Hutchison Ports Holdings Trust: Lower Throughput Hits 1HFY13 Numbers
(NEUTRAL, USD0.74, TP: USD0.79)
HPHT’s 1HFY13 earnings missed forecasts due to weaker volume and higher costs resulting from a strike by its union. Even incorporating 2H’s peak season, trade volume in Hong Kong may at best come in flat y-o-y while that in Yantian will rise 3%-4% this year. We cut our earnings estimates on the lower volume, which trims our FV to USD0.79. Maintain NEUTRAL, as the stock’s yield is an attractive 6.4%.
Hit by industrial strike. As HPHT’s 1HFY13 earnings fell short of forecasts, we are slashing our FY13 estimate by 12%. Earnings fell 15.4% y-o-y (2QFY13: -25.2% y-o-y, -2.6% q-o-q), making up only 39.5% of our initial full-year forecast.

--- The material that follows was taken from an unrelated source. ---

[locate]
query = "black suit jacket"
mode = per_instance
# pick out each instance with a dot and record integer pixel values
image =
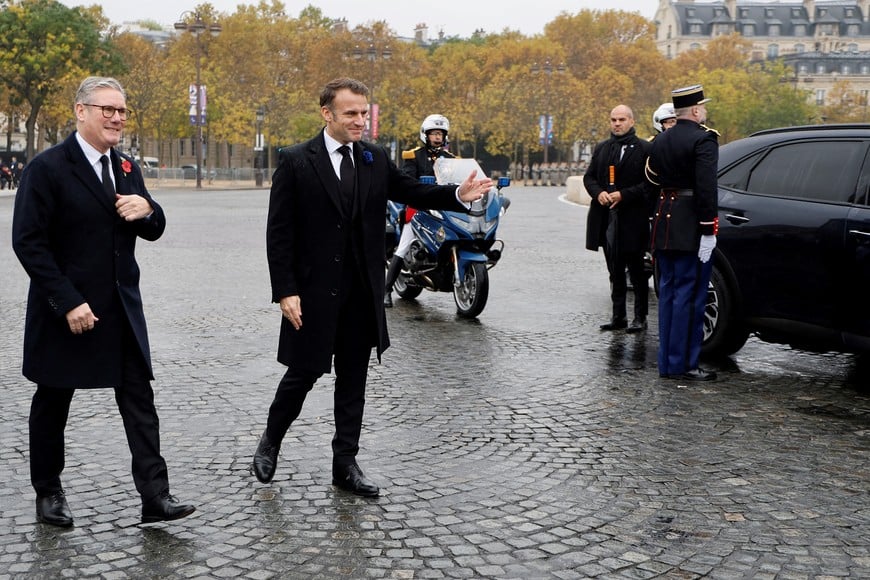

The contraction was largely attributed to the 2.1% dip in 1HFY13 total throughout due to weak EU and US trade, as well as a strike by its unionized workers. This caused a 0.9% drop in revenue during the period, further exacerbated by the higher costs relating to the strike in April and May. Management has agreed to a 9.8% increase in salary to meet the union’s demands. Meanwhile, the lower earnings led to the group’s 2QFY13 distribution per unit (DPU) shrinking 22.2% y-o-y to HKD0.187. HPHT is trying to meet the lower range of its DPU guidance of HKD0.40 to HKD0.51.

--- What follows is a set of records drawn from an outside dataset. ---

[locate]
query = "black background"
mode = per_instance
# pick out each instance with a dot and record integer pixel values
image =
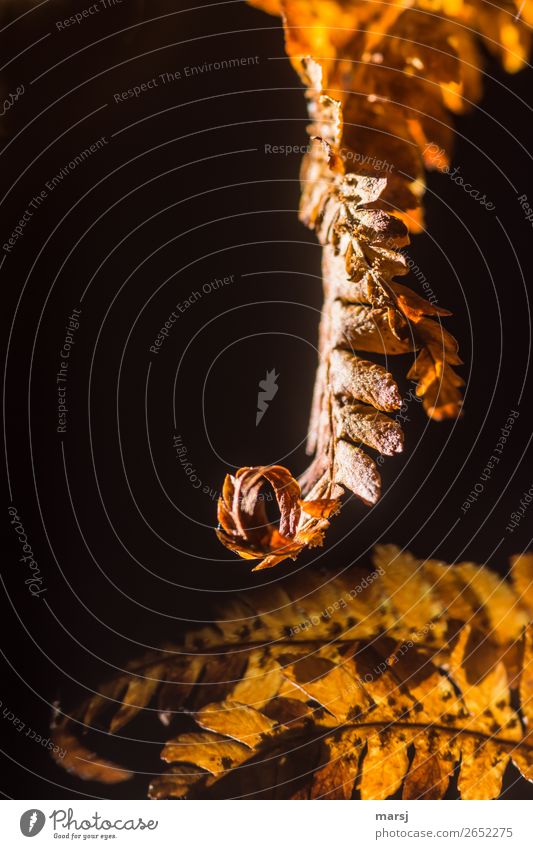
(184, 194)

Box trends. Box trade in EU and US remained weak as the 2.3% YTD growth at Yantian Port was largely boosted by intra-Asia trade. This cushioned the contraction at HPHT’s ports. HIT, ACT and Cosco-HIT saw combined volume contracting 5.6% YTD in 1HFY13. To some extent, Yantian saw a rise in the number of transshipment boxes owing to the strike at Hong Kong International Terminal (HIT), while ACT, which was acquired in 1QFY13, captured additional volume diverted from HIT. With the advent of the peak season, Management hopes to see flat growth y-o-y for Hong Kong terminal in FY13 while Yantian port may see 3%-4% growth, since box trades to/from EU and US remain weak. We are cutting our projections due to the lower throughput, as illustrated in Figure 1. We expect throughput to improve come FY14, but Management has yet to provide any guidance.

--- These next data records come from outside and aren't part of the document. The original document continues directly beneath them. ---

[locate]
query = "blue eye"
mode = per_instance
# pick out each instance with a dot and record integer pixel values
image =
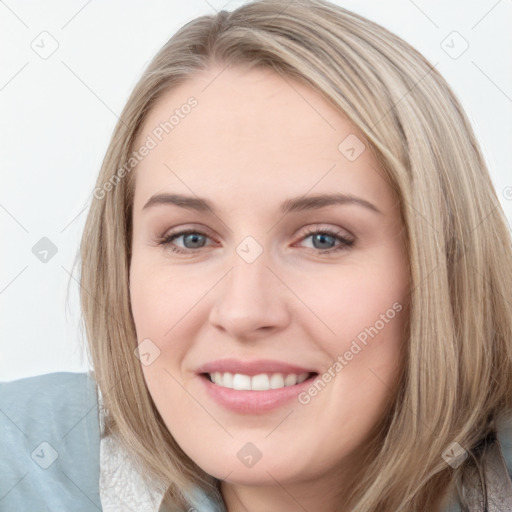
(194, 239)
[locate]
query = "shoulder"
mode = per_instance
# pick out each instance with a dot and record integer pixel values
(50, 443)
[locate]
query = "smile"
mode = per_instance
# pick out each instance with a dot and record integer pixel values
(261, 382)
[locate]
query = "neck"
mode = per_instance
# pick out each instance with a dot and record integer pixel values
(322, 495)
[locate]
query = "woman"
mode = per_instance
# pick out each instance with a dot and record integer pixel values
(244, 365)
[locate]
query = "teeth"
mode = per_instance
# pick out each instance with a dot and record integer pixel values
(262, 382)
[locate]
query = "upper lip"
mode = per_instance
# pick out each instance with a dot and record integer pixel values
(252, 368)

FV cut. We trim our FY13/FY14/FY15 earnings by 12%/10%/9% respectively on assuming lower volume and cut our staff cost per TEU as our estimates were above Management’s guidance. We cut our FV to USD0.79 (from USD0.82), based on 8% cost of equity on DDM valuation. The attractive 6.4% dividend yield lends share price support.